Figure 6.Associations of metabolites quantified in both urine and serum with body mass index. Multiple associations are notable between urinary metabolites and BMI. For example, BMI associates negatively with urinary p-cresol sulphate and hippurate, and positively with 2-hydroxyisobutyrate and branched-chain amino acids isoleucine and valine and aromatic amino acids tryptophan and tyrosine. For all the amino acids that are quantified from both urine and serum, the association direction with BMI is the same in serum and in urine; the association strengths, however, tend to be weaker in urine. Abbreviations are as detailed in the caption for Figure 4.
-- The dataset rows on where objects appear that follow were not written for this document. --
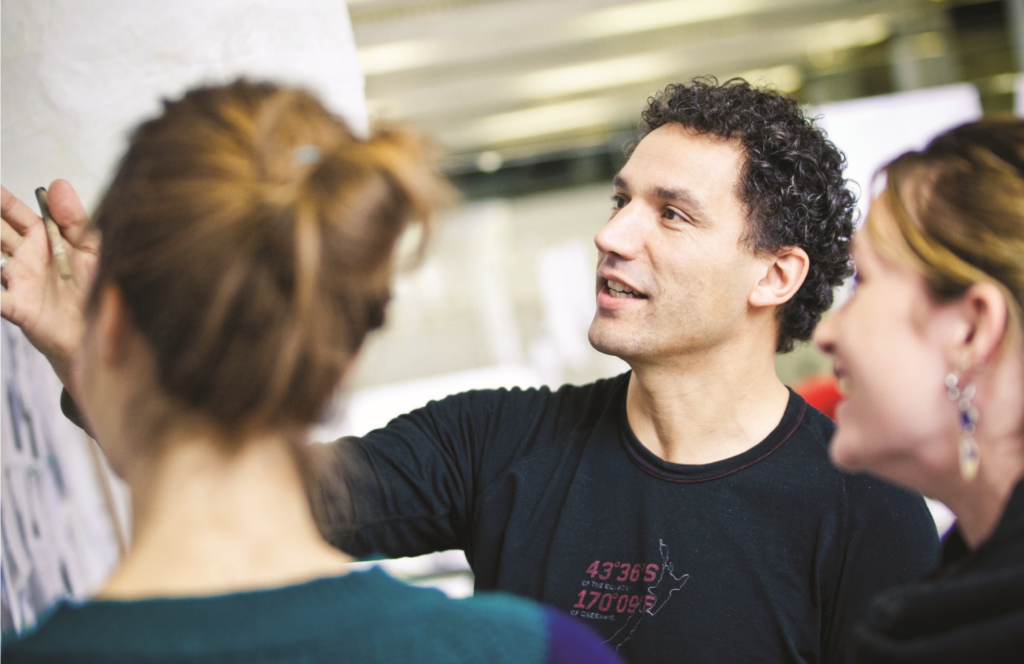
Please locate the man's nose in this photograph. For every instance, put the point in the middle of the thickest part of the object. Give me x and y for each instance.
(622, 234)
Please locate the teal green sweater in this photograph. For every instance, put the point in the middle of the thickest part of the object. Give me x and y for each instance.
(360, 617)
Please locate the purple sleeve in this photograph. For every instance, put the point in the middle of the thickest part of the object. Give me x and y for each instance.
(569, 641)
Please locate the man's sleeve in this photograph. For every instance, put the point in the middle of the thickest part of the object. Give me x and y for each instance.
(892, 541)
(410, 488)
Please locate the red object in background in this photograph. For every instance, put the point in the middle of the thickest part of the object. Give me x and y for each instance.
(821, 391)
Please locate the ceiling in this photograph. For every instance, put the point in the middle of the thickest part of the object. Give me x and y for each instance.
(507, 83)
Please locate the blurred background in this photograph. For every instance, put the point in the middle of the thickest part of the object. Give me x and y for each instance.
(532, 101)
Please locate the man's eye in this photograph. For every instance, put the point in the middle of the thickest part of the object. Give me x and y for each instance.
(674, 215)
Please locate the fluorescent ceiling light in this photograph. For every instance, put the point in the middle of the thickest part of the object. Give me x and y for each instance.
(539, 121)
(784, 79)
(622, 19)
(399, 55)
(595, 76)
(848, 34)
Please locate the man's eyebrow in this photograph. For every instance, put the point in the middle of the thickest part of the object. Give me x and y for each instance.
(676, 195)
(681, 196)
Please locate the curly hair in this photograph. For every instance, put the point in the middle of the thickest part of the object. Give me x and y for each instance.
(792, 183)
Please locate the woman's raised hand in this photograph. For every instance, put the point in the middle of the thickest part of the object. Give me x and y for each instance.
(49, 309)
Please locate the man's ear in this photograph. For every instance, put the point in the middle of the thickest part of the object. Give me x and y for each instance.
(783, 274)
(979, 326)
(112, 326)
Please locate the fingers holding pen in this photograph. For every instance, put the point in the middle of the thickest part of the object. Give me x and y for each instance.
(16, 216)
(70, 214)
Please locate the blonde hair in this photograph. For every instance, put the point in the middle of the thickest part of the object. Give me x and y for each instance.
(252, 236)
(958, 207)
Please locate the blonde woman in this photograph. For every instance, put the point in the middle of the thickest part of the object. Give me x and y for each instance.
(930, 348)
(248, 243)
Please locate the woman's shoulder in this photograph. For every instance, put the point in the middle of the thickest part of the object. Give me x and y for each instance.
(365, 616)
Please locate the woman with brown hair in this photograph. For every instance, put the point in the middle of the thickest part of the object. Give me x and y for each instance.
(248, 245)
(930, 350)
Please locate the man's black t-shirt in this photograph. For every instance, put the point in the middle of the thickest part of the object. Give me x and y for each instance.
(767, 556)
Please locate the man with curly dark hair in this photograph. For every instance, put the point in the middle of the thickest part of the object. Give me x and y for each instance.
(687, 509)
(792, 183)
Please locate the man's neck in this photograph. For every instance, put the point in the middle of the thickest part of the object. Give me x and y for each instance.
(702, 409)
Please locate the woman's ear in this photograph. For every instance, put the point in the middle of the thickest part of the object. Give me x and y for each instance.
(784, 274)
(112, 326)
(981, 316)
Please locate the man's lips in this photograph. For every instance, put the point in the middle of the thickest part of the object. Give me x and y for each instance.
(616, 287)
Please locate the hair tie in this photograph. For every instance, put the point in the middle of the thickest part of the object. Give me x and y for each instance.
(306, 155)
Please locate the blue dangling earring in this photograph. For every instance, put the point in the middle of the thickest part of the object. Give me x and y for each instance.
(968, 449)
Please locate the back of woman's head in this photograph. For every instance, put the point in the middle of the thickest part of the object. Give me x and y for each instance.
(958, 207)
(251, 236)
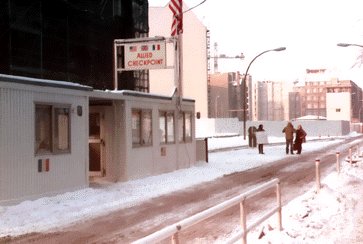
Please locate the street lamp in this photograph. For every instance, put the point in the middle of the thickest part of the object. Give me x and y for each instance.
(348, 45)
(216, 106)
(244, 85)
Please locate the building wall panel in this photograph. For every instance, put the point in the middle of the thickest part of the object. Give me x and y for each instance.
(19, 164)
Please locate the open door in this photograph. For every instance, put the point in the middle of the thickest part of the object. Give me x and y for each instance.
(95, 144)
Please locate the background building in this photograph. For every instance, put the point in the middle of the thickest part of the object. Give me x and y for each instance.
(70, 40)
(271, 100)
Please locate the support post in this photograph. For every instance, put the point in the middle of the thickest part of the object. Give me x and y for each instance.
(317, 173)
(338, 162)
(243, 221)
(279, 213)
(175, 238)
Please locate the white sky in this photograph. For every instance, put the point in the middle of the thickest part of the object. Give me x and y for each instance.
(309, 29)
(330, 213)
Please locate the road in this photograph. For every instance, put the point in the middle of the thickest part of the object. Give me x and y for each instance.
(297, 175)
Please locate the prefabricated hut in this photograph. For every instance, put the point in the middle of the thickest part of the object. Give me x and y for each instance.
(57, 136)
(43, 137)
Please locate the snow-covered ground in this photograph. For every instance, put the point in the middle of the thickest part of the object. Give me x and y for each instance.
(322, 217)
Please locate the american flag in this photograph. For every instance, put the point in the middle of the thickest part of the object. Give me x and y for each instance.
(176, 6)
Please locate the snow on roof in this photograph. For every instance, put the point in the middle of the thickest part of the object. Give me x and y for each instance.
(311, 117)
(43, 82)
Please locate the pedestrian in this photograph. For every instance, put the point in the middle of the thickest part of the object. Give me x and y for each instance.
(261, 138)
(289, 137)
(252, 136)
(299, 139)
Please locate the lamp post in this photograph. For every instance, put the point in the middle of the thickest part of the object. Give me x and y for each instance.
(348, 45)
(216, 106)
(352, 45)
(244, 85)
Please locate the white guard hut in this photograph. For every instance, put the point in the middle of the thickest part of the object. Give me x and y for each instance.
(140, 134)
(59, 136)
(43, 135)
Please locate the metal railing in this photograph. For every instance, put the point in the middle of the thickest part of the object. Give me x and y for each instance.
(174, 229)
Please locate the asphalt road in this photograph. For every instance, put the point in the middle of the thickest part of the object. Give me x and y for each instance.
(296, 174)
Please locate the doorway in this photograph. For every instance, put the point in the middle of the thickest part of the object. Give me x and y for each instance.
(96, 144)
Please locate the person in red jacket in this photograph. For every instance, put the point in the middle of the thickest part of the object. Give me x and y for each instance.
(299, 139)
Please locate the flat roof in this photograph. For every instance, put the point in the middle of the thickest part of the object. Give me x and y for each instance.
(44, 82)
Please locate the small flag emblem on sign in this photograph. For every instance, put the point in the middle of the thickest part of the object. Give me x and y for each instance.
(156, 47)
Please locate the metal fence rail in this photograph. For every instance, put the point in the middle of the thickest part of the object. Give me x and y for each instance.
(174, 229)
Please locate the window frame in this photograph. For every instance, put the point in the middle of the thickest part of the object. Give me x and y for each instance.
(185, 137)
(54, 136)
(140, 130)
(165, 139)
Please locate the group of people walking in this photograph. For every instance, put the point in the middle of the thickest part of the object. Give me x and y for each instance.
(292, 144)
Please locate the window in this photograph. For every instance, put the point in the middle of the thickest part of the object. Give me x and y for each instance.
(52, 129)
(166, 125)
(141, 127)
(185, 126)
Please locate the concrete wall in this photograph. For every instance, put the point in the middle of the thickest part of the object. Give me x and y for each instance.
(216, 127)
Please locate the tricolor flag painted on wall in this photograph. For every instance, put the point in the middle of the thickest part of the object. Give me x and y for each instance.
(176, 6)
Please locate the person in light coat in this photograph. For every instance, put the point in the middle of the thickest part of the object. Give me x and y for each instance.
(289, 137)
(261, 138)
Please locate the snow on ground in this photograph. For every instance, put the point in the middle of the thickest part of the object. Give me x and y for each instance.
(304, 219)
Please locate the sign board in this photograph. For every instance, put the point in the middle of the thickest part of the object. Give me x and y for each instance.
(145, 55)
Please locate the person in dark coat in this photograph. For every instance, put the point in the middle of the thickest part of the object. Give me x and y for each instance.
(289, 137)
(261, 137)
(299, 138)
(252, 136)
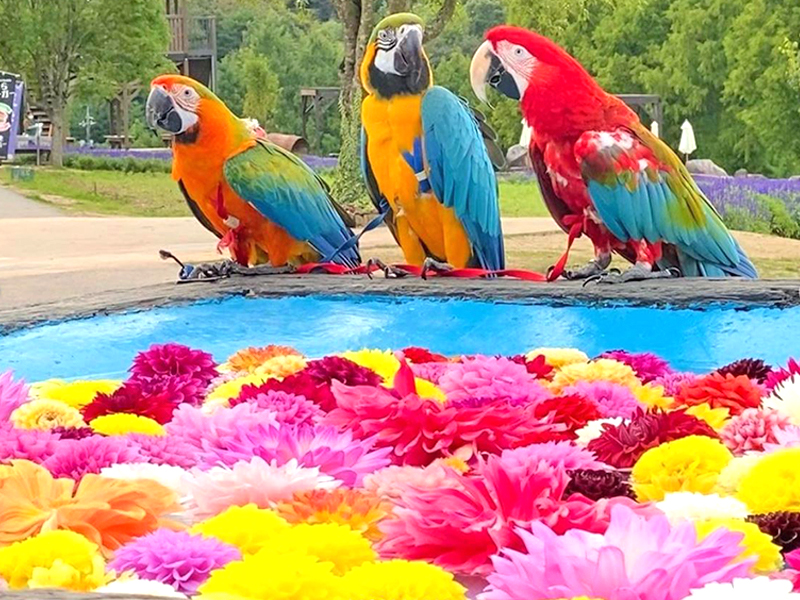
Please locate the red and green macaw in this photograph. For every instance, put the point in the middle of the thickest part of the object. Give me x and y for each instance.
(601, 171)
(425, 156)
(263, 202)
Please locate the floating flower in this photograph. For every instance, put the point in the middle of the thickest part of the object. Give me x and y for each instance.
(618, 565)
(176, 558)
(255, 482)
(773, 484)
(359, 510)
(752, 430)
(735, 393)
(646, 365)
(46, 414)
(622, 445)
(690, 464)
(248, 527)
(123, 424)
(401, 580)
(61, 559)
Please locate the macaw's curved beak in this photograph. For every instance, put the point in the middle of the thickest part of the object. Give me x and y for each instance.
(486, 68)
(161, 111)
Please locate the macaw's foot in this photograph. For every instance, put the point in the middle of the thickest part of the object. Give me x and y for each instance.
(436, 266)
(638, 272)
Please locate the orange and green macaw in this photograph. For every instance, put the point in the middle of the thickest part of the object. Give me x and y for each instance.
(265, 204)
(425, 156)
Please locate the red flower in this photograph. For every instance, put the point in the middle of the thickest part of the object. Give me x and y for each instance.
(734, 392)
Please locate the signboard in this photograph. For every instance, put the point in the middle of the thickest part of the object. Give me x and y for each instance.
(10, 110)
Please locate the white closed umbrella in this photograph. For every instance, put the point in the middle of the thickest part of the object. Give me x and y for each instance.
(687, 144)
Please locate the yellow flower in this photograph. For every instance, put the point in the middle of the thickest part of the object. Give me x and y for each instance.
(402, 580)
(715, 417)
(276, 575)
(328, 542)
(57, 558)
(773, 484)
(249, 528)
(124, 423)
(76, 394)
(756, 543)
(690, 464)
(46, 414)
(604, 369)
(384, 363)
(559, 357)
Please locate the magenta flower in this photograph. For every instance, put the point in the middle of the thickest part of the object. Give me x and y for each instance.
(176, 558)
(636, 559)
(612, 399)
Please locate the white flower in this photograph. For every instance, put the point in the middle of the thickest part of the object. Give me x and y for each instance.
(758, 588)
(690, 506)
(785, 398)
(593, 430)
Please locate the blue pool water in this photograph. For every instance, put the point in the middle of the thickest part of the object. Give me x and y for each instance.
(691, 339)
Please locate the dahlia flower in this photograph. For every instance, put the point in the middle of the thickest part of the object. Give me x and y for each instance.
(401, 580)
(61, 559)
(13, 394)
(735, 393)
(646, 365)
(690, 464)
(176, 558)
(255, 482)
(248, 527)
(46, 414)
(635, 559)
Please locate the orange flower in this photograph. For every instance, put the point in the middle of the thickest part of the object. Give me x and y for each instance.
(108, 512)
(360, 510)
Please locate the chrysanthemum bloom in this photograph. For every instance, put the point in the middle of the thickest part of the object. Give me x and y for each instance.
(736, 393)
(603, 369)
(123, 424)
(690, 464)
(255, 482)
(491, 377)
(745, 589)
(61, 559)
(274, 575)
(691, 506)
(359, 510)
(752, 429)
(637, 558)
(170, 360)
(13, 394)
(109, 512)
(612, 399)
(559, 357)
(76, 394)
(76, 458)
(598, 484)
(646, 365)
(622, 445)
(401, 580)
(248, 527)
(773, 484)
(46, 414)
(176, 558)
(783, 527)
Figure 7.Manhattan plots of the GWAS of formate and 2-hydroxyisobutyrate.The SNP associations across the whole genome are presented. For plotting purposes, the associations with P-value larger than 1*10–3 are not shown. Each dot is a –log10 of P-value of the association between the genetic variant and the metabolite using an additive model. The dots are ordered using the chromosome number and base pair position of the variant in the chromosome. The top signals in these two plots were significant after correcting the genome-wide significance threshold for 40 independent tests (P <1.25*10–9; red line). All metabolite concentrations were first adjusted for sex, and 10 first principal components from genomic data and the resulting residuals were transformed to normal distribution by inverse rank-based normal transformation. NFBC66 was genotyped using Illumina HumanHap 370k array. The genotypes were imputed using the Haplotype Reference Consortium pipeline. The results were filtered using minor allele frequency cut-off of 5% or greater and imputation info 0.8 or greater. The analysis software was SNPTEST 2.5.1 using additive model for association testing.